O ministro Gilmar Mendes, do Supremo Tribunal Federal, defendeu que a corte volte a discutir a possibilidade de execução antecipada da pena. De acordo com ele, hoje o que se pratica, inclusive na operação "lava jato", é a regra da prisão provisória definitiva.

Dorivan Marinho/SCO/STF
Gilmar Mendes afirmou que prisão antecipada "se tornou imperativa, nesse ambiente de caça às bruxas".
Dorivan Marinho/SCO/STF

"A gente tem pessoas presas provisoriamente. Tem a sentença que confirma e em segundo grau ele está preso preventivamente. A prisão começou em primeiro grau com o decreto da prisão provisória. Isso é que precisa ser discutido e avaliado", disse o ministro, que concedeu entrevistas ao jornal Folha de S.Paulo e à rádio CBN.

Gilmar Mendes afirmou que, independentemente do caso envolvendo o ex-presidente Luiz Inácio Lula da Silva, a questão deve ser discutida. Isso porque, segundo ele, desde a decisão do STF permitindo a execução antecipada da pena, os tribunais começaram a aplicar a prisão de forma automática, sem analisar a necessidade de cada caso.

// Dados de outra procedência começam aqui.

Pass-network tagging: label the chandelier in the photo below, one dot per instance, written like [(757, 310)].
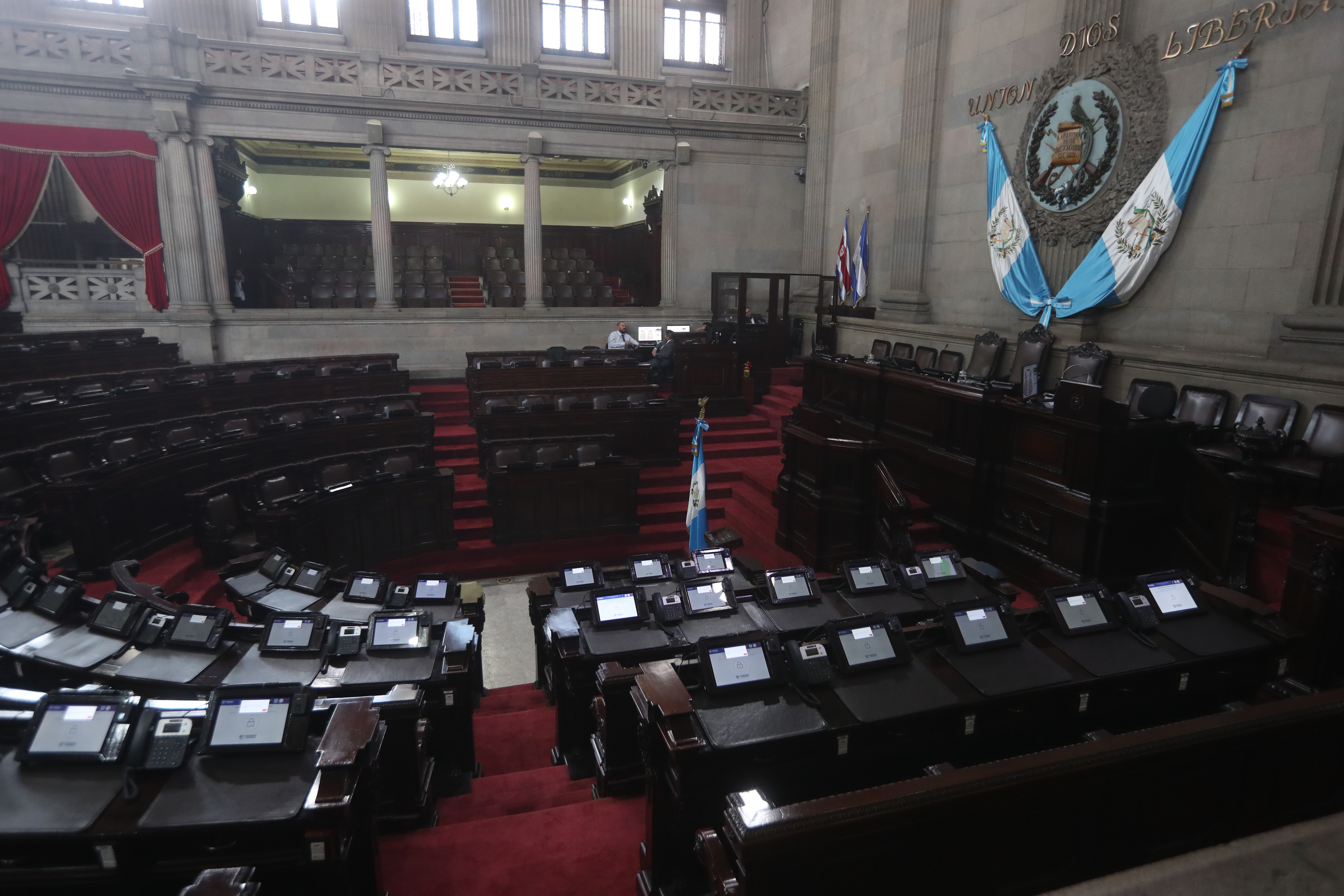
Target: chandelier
[(449, 181)]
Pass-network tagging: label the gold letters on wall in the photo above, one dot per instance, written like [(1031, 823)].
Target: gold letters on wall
[(1267, 15), (1089, 37)]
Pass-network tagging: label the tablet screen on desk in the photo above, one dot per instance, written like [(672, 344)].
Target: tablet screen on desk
[(291, 633), (251, 722), (866, 644), (617, 606), (194, 628), (73, 729), (115, 613), (432, 590), (364, 589), (396, 632), (648, 569), (791, 588), (1081, 612), (980, 625), (869, 577), (939, 567), (1173, 597), (703, 598), (738, 664), (577, 577)]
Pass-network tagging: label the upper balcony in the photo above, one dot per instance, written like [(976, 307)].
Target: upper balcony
[(57, 53)]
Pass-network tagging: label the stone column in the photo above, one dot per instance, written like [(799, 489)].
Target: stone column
[(211, 229), (826, 26), (186, 224), (381, 218), (670, 229), (166, 230), (914, 159), (533, 225)]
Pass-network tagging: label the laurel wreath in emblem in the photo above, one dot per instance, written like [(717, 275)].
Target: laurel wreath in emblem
[(1147, 228), (1005, 233)]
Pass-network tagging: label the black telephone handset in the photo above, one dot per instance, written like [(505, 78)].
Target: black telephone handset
[(159, 743), (667, 608), (1138, 610), (347, 641), (808, 663), (913, 577)]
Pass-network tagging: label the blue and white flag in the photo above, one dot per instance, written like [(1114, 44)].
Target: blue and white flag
[(698, 504), (1136, 238), (861, 264), (1011, 252)]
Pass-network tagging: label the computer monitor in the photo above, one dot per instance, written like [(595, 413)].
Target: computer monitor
[(1080, 609), (271, 719), (868, 575), (792, 585), (737, 663), (294, 633), (982, 624), (866, 643), (117, 615), (435, 589), (619, 608), (396, 630), (79, 727), (708, 597), (61, 596), (365, 588), (941, 566), (583, 574), (199, 627)]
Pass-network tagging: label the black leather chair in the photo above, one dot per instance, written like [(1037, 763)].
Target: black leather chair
[(1085, 363), (986, 355), (1315, 461), (1033, 349), (1277, 414), (1136, 390)]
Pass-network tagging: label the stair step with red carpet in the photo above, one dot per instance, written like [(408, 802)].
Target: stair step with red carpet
[(590, 848)]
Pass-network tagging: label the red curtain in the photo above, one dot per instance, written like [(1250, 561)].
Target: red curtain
[(21, 189), (116, 172), (122, 190)]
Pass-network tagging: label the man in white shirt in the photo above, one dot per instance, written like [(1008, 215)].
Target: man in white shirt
[(620, 339)]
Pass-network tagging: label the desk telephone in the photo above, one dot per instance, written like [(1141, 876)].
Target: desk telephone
[(1138, 610), (808, 663), (158, 742)]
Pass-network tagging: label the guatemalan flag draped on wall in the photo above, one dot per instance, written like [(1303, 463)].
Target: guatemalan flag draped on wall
[(1134, 241), (1011, 252), (697, 507), (1136, 238)]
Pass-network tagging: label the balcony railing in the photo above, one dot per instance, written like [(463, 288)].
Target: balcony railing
[(31, 48)]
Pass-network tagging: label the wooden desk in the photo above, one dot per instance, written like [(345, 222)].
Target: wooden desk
[(1057, 500), (650, 434), (708, 371), (584, 502), (690, 777)]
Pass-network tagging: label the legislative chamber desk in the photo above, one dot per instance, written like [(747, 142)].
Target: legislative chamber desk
[(306, 821), (1057, 499), (431, 695), (943, 710), (651, 434)]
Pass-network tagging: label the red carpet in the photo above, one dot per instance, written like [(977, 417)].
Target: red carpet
[(526, 829)]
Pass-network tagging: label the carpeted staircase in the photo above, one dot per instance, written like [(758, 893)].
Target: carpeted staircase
[(744, 464), (466, 292), (526, 828)]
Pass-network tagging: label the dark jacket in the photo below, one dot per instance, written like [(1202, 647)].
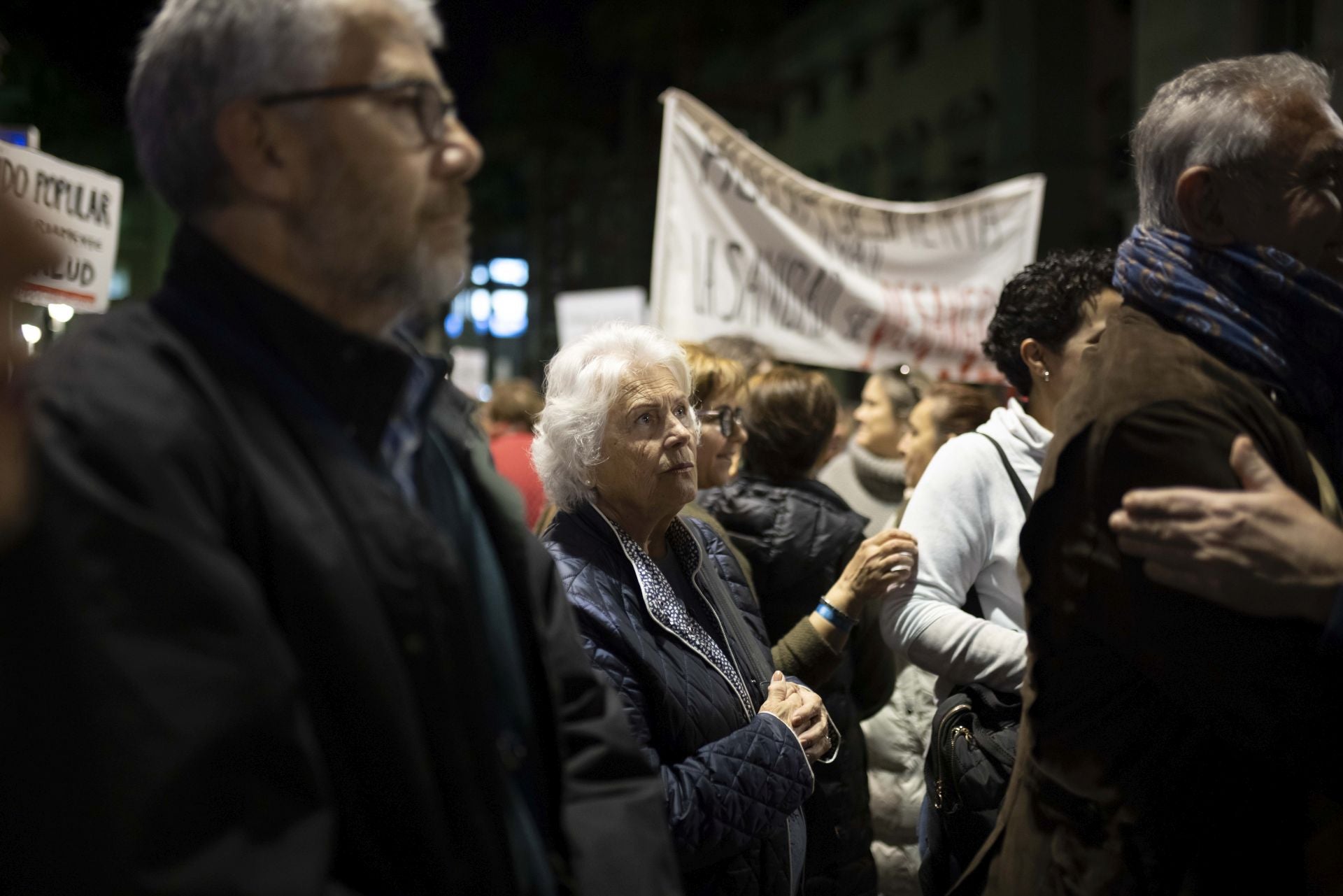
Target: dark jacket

"Virou regra, como se tivesse sido um axioma. Se tornou imperativa, nesse ambiente de caça às bruxas", afirmou o ministro. Nesse contexto, concluiu que cabe ao Supremo fazer uma avaliação para saber o que é o mais equilibrado. Gilmar Mendes lembrou que o ministro Dias Toffoli apresentou uma proposta intermediária, para que a execução da pena somente aconteça após decisão do Superior Tribunal de Justiça.

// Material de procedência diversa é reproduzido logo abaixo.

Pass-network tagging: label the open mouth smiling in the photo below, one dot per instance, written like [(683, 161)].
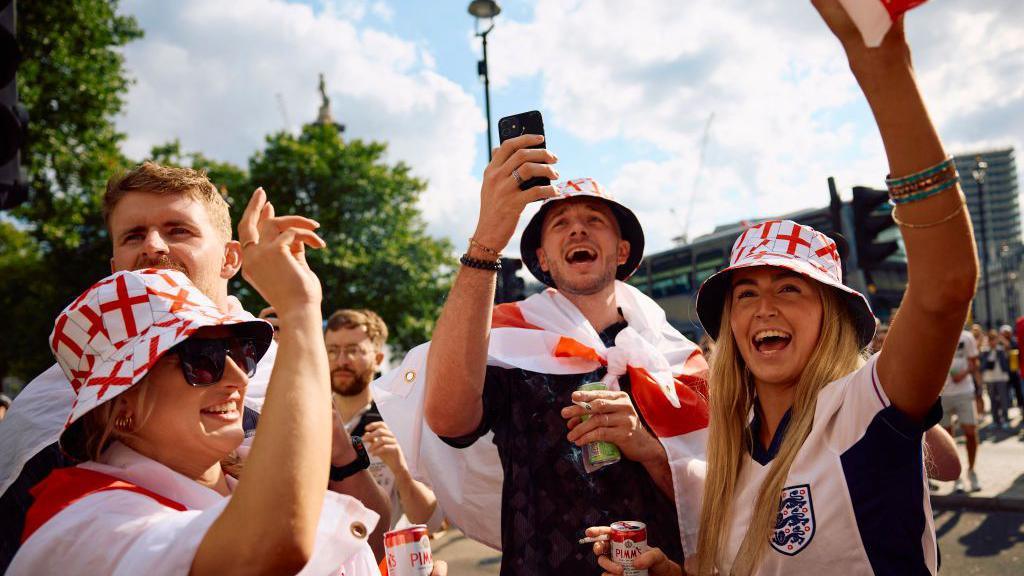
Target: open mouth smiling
[(771, 340), (581, 254)]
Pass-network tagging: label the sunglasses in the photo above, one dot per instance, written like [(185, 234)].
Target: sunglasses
[(203, 360)]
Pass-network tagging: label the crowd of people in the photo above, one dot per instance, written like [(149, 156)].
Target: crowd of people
[(179, 434)]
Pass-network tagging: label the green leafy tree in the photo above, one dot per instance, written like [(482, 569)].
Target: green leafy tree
[(72, 80), (378, 254)]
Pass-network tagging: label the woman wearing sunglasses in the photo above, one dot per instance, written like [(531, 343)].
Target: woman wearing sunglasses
[(160, 375), (814, 452)]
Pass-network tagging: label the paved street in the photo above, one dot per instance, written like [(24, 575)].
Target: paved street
[(980, 543)]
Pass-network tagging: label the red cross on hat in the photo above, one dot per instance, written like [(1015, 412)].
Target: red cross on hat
[(795, 239), (114, 333)]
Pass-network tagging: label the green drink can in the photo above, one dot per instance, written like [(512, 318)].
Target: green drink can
[(598, 454)]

A questão deve ser discutida pela corte em duas ações que ainda não tiveram seus méritos analisados. Nelas, o Partido Ecológico Nacional e o Conselho Federal da Ordem dos Advogados do Brasil pedem para a corte revisar o entendimento sobre o tema. O relator das ADCs, ministro Marco Aurélio, já afirmou que pretende levar o caso ao Plenário do Supremo.

Críticas aos ministros
O STF tem sido alvo constante de críticas, pressionado por cada decisão tomada. Nesse ponto, o ministro critica a atuação de parte de seus colegas de trabalho e da mídia, que, segundo ele, se tornaram uma espécie de "caixa de ressonância do Ministério Público".

Gilmar Mendes reconheceu que, durante o governo Lula, teve um temor de que houvesse um tipo de "bolivarianização" do tribunal, de se indicar agentes políticos para novas vagas. No entanto, segundo ele, o que houve foi o inverso. 

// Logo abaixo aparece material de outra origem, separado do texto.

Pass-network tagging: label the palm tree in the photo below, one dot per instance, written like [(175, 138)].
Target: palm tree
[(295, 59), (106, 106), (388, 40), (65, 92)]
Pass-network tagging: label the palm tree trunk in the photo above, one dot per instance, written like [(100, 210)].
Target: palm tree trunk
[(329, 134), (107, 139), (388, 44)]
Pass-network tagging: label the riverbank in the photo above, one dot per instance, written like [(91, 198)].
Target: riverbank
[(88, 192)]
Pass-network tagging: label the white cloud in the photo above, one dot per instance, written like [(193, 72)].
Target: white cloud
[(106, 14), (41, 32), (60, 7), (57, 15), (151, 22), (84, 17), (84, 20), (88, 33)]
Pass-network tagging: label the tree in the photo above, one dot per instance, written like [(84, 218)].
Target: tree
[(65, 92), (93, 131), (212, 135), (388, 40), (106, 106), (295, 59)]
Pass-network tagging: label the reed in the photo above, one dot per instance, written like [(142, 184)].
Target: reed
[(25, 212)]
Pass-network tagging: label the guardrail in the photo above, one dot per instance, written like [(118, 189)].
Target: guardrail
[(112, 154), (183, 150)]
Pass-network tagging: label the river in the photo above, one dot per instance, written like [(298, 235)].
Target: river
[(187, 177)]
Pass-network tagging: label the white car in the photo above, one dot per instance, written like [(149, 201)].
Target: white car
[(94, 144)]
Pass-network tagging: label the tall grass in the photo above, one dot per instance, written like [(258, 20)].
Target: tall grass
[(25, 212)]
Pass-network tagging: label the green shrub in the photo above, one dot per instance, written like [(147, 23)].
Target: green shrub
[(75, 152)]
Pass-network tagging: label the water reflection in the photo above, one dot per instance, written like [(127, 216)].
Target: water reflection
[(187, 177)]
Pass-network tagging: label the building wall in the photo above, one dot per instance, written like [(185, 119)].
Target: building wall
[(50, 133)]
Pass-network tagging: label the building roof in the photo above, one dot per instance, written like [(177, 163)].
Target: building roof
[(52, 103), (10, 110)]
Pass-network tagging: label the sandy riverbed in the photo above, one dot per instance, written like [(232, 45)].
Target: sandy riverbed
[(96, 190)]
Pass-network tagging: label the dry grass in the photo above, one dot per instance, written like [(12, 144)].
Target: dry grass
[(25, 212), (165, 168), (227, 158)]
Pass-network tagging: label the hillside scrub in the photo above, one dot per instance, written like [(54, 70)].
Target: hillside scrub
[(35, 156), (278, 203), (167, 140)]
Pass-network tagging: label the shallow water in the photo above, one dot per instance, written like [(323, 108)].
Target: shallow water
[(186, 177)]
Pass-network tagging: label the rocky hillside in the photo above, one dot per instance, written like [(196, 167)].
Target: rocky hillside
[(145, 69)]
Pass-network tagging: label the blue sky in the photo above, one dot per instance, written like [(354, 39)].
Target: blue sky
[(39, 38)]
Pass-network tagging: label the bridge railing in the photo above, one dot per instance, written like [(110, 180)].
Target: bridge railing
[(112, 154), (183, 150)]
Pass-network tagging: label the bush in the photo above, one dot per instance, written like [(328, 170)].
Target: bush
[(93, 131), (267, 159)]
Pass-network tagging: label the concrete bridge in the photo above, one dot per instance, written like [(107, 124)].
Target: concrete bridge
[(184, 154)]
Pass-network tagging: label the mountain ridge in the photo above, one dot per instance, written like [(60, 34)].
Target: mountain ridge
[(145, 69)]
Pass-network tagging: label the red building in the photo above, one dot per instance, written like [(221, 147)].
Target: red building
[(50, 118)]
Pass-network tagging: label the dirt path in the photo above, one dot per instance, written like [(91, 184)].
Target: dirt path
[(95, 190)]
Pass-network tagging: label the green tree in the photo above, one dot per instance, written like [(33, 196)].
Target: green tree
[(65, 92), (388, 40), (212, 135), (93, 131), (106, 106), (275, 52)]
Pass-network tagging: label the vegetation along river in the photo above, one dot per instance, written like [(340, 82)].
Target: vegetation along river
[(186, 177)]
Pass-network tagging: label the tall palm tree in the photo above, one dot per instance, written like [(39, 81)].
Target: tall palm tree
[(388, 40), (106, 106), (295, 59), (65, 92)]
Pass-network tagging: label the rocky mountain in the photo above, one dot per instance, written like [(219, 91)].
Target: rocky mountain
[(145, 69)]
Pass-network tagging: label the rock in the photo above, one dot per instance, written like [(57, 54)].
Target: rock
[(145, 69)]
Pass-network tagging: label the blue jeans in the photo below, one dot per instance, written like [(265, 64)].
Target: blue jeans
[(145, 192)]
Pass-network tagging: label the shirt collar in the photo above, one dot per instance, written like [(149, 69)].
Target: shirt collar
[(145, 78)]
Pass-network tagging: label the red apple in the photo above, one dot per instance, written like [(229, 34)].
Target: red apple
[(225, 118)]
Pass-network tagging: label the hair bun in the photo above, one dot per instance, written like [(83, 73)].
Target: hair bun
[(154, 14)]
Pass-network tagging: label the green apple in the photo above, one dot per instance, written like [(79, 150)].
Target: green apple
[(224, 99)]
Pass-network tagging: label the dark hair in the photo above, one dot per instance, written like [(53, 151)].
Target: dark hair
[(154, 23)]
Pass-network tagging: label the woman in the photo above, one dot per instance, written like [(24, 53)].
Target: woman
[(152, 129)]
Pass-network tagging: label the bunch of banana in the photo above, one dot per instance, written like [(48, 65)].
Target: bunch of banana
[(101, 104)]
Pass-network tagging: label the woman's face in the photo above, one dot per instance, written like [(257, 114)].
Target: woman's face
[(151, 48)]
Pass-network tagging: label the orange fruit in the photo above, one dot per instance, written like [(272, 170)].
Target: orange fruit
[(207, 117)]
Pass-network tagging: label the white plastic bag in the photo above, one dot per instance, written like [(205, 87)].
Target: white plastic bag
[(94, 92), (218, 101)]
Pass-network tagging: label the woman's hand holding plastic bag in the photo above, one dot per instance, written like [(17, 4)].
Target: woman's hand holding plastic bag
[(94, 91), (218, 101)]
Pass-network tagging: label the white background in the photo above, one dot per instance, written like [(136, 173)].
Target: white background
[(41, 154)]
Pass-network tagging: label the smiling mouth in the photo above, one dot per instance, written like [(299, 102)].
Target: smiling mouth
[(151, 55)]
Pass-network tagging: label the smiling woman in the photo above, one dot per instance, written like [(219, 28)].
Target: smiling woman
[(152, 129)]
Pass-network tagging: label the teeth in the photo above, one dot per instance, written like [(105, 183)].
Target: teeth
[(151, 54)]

"Hoje a gente vive uma bolivarianização de forma invertida. Não é mais um agente político que manda o tribunal decidir desta ou daquela maneira. Alguns ministros, em alguns casos, decidem de acordo com o que as ruas podem imaginar que é justo. Nossa função é decidir de forma contramajoritária. E não bater palma para maluco dançar", afirmou.

Segundo Gilmar Mendes, hoje estamos vivendo uma fase populista da sociedade e as pessoas têm medo de serem criticadas, atacadas, ou de sofrerem, em sua vida pessoal, um escrutínio mais forte por parte da mídia, o que, diz ele, é comum quando se nada contra a corrente.

"Acabou-se criando, em muitos casos, restrições ao Habeas Corpus, o que viola a tradição do STF, ou a conversão do tribunal, em muitos casos, em mero órgão de chancela da Procuradoria."

Para o ministro, está havendo uma louvação de argumentos inconsistentes, inclusive no Judiciário. Um exemplo citado por ele é a liminar da ministra Cármen Lúcia que suspendeu parcialmente as regras do indulto natalino.

"Disseram que o indulto beneficiaria presos na operação 'lava jato'. E não se mostra um réu da 'lava jato' que seria beneficiado. Não obstante, a procuradora-geral pede e a presidente do Supremo confirma, com esse argumento."

Auxílio-moradia
Ao falar sobre o auxílio-moradia, Gilmar Mendes disse que essa é apenas a ponta do iceberg dos problemas do Judiciário e defendeu que seja rediscutida a autonomia financeira dos tribunais.

O ministro aponta que, principalmente no Judiciário estadual, há casos de juízes que recebem até o triplo do teto constitucional. Ele conta que foi informado pelo ministro João Otávio de Noronha, corregedor nacional de Justiça, que no Maranhão foi pago o auxílio-moradia retroativo a 2011. "Em um estado que não está pagando policiais, que teve greve de policiais, isso fica difícil de se explicar. Se tornou uma verba normal, remuneratória", disse.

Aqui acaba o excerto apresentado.